Gugatan UU Kementerian Negara Terkait Rangkap Jabatan, Respon Santai Cak Imin

Polemik mengenai rangkap jabatan menteri yang juga menjabat sebagai ketua umum partai politik kembali mencuat. Menanggapi gugatan terhadap Undang-Undang Nomor 61 Tahun 2024 tentang Kementerian Negara yang diajukan ke Mahkamah Konstitusi (MK), Ketua Umum Partai Kebangkitan Bangsa (PKB), Abdul Muhaimin Iskandar, memberikan tanggapan singkat. Ia mempersilakan pihak-pihak yang merasa keberatan dengan aturan tersebut untuk menempuh jalur hukum.

"Ya silakan saja, silakan saja," ujar Muhaimin usai menghadiri sebuah acara di Kompleks Parlemen, Jakarta, menunjukkan sikap tidak terlalu khawatir dengan gugatan yang dilayangkan. Gugatan ini menyoroti Pasal 23 huruf c UU Kementerian Negara yang dinilai memberikan celah bagi ketua umum partai politik untuk menduduki posisi menteri dalam kabinet.

Saat ini, terdapat beberapa nama ketua umum partai politik yang juga menjabat sebagai menteri dalam pemerintahan. Selain Abdul Muhaimin Iskandar yang menjabat sebagai Menteri Koordinator Bidang Pemberdayaan Masayarakat, ada pula Agus Harimurti Yudhoyono (AHY), Ketua Umum Partai Demokrat yang mengemban amanah sebagai Menteri Koordinator Infrastruktur dan Pembangunan. Zulkifli Hasan, Ketua Umum Partai Amanat Nasional (PAN), juga menduduki kursi Menteri Koordinator Bidang Pangan. Keberadaan mereka dalam kabinet inilah yang menjadi sorotan utama dalam gugatan tersebut.

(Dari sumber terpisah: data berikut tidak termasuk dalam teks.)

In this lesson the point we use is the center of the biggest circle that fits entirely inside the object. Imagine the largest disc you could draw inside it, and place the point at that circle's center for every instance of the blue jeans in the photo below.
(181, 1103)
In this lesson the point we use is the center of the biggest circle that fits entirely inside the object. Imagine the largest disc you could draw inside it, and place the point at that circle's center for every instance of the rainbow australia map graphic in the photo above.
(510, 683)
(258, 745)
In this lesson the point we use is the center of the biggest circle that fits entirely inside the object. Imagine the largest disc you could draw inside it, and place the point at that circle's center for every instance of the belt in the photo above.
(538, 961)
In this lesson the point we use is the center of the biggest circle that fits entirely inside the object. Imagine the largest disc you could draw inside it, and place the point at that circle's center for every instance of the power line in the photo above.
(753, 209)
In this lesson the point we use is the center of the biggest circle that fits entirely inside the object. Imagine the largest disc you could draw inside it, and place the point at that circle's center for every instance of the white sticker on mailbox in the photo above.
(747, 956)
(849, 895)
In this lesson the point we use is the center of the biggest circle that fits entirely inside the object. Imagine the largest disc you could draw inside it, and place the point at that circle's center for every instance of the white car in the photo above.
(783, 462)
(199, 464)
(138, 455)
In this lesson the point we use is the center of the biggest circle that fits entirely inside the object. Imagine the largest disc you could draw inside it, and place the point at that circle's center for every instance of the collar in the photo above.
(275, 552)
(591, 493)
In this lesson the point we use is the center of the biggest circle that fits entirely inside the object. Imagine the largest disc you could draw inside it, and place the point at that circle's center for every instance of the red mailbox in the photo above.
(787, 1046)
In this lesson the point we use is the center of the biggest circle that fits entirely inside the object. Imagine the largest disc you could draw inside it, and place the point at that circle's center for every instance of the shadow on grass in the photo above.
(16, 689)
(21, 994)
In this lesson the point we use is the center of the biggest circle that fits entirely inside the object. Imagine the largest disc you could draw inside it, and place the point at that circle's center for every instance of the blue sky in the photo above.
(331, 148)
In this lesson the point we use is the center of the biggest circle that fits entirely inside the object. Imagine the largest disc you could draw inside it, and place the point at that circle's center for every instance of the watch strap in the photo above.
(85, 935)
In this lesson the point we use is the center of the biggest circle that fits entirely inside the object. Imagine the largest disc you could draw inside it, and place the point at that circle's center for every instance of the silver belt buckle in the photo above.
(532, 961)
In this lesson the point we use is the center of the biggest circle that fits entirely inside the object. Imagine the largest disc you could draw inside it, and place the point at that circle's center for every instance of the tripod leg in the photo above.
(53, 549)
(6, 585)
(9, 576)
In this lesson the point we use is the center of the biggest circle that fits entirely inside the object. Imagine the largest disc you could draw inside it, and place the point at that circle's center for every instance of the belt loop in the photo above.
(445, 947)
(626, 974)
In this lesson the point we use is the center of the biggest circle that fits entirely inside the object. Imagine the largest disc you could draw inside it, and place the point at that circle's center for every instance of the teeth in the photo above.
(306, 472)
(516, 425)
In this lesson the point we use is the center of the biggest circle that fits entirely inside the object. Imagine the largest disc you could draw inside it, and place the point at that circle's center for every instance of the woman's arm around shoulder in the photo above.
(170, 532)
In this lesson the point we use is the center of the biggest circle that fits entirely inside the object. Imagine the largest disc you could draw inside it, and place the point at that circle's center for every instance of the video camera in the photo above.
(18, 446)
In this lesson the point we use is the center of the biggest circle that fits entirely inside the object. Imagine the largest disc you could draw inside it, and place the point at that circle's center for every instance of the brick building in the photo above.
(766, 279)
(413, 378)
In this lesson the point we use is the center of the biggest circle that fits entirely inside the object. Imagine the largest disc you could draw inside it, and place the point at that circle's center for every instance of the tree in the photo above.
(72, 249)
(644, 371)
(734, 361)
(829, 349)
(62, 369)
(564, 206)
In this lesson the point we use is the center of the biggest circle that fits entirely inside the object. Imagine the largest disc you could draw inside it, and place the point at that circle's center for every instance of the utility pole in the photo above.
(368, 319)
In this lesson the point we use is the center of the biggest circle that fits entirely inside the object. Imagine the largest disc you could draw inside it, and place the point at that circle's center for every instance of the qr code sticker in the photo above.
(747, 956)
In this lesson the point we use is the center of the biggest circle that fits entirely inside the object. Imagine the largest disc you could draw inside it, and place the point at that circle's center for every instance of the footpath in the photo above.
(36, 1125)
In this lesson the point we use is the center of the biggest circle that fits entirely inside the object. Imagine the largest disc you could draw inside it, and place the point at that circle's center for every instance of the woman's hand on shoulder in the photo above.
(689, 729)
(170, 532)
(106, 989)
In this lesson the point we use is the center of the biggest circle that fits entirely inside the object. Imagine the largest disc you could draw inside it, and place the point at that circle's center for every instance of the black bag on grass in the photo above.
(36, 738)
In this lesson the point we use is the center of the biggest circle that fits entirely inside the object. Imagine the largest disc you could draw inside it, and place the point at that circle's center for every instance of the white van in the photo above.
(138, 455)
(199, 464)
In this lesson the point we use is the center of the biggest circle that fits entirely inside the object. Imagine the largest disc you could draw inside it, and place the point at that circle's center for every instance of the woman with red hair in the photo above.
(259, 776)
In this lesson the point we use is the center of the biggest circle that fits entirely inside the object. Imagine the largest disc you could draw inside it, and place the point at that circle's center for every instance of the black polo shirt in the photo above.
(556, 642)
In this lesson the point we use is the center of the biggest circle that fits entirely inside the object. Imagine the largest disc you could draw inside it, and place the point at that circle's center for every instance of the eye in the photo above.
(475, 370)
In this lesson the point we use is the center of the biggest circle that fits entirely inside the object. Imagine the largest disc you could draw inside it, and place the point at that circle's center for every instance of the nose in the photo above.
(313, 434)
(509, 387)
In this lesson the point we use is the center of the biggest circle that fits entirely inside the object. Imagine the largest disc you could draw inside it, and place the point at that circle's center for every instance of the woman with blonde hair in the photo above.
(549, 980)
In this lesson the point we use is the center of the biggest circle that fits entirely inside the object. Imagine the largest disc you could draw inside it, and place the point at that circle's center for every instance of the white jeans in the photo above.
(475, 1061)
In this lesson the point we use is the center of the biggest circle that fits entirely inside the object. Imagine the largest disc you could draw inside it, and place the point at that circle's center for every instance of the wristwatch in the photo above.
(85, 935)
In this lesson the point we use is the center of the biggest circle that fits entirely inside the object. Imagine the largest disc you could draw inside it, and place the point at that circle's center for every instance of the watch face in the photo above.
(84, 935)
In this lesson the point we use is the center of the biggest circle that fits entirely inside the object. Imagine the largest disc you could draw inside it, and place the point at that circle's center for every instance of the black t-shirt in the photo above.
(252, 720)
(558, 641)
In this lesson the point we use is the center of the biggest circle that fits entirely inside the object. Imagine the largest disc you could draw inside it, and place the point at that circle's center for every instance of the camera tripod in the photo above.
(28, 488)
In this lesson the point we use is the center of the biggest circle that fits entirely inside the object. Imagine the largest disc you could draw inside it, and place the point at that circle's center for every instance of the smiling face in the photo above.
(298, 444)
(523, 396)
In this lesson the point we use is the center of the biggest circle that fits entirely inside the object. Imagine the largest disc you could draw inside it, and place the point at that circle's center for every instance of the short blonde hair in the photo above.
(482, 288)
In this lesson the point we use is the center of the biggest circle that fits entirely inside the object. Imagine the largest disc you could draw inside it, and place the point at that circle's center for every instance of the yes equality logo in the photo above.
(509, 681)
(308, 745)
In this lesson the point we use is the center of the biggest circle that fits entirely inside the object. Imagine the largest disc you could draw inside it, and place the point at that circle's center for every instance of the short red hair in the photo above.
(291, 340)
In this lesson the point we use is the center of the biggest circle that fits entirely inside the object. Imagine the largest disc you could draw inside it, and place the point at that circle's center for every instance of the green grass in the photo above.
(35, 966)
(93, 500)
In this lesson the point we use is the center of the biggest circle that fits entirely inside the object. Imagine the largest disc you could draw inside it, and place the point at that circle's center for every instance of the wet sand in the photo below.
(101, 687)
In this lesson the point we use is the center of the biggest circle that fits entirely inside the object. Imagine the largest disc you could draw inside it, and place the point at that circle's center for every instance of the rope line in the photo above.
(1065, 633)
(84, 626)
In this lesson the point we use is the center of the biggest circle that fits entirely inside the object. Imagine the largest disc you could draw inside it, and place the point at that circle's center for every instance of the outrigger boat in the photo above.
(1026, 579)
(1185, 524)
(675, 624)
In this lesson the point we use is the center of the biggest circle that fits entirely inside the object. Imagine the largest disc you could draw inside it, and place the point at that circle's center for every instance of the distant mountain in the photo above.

Gugatan ini sendiri diajukan oleh empat mahasiswa Fakultas Hukum Universitas Indonesia (UI). Mereka mempermasalahkan potensi konflik kepentingan dan berkurangnya efektivitas pengawasan (check and balances) antara lembaga eksekutif dan legislatif akibat rangkap jabatan tersebut. Para mahasiswa berpendapat bahwa rangkap jabatan dapat memicu praktik pragmatisme partai politik yang kurang sehat.

Dalam permohonannya ke MK, para mahasiswa meminta agar Pasal 23 huruf c Undang-Undang Nomor 39 Tahun 2008 tentang Kementerian Negara dinyatakan bertentangan dengan Undang-Undang Dasar Negara Republik Indonesia Tahun 1945. Mereka juga meminta agar pasal tersebut ditafsirkan secara bersyarat, yaitu mencakup pula pengurus atau fungsionaris partai politik, sehingga tidak hanya ketua umum saja yang dilarang rangkap jabatan.

Berikut adalah poin-poin yang dipermasalahkan dalam gugatan ini:

  • Potensi Konflik Kepentingan: Dikhawatirkan menteri yang juga merupakan ketua umum partai politik akan lebih memprioritaskan kepentingan partainya daripada kepentingan negara.
  • Berkurangnya Check and Balances: Rangkap jabatan dapat mengaburkan fungsi pengawasan parlemen terhadap eksekutif, karena ketua umum partai politik memiliki pengaruh kuat di kedua lembaga tersebut.
  • Pragmatisme Partai Politik: Rangkap jabatan dapat memicu praktik transaksional antara partai politik dan pemerintah, yang pada akhirnya merugikan masyarakat.

Menarik untuk disimak bagaimana MK akan menanggapi gugatan ini. Putusan MK akan memiliki implikasi yang signifikan terhadap sistem ketatanegaraan Indonesia, terutama terkait dengan hubungan antara partai politik dan pemerintah.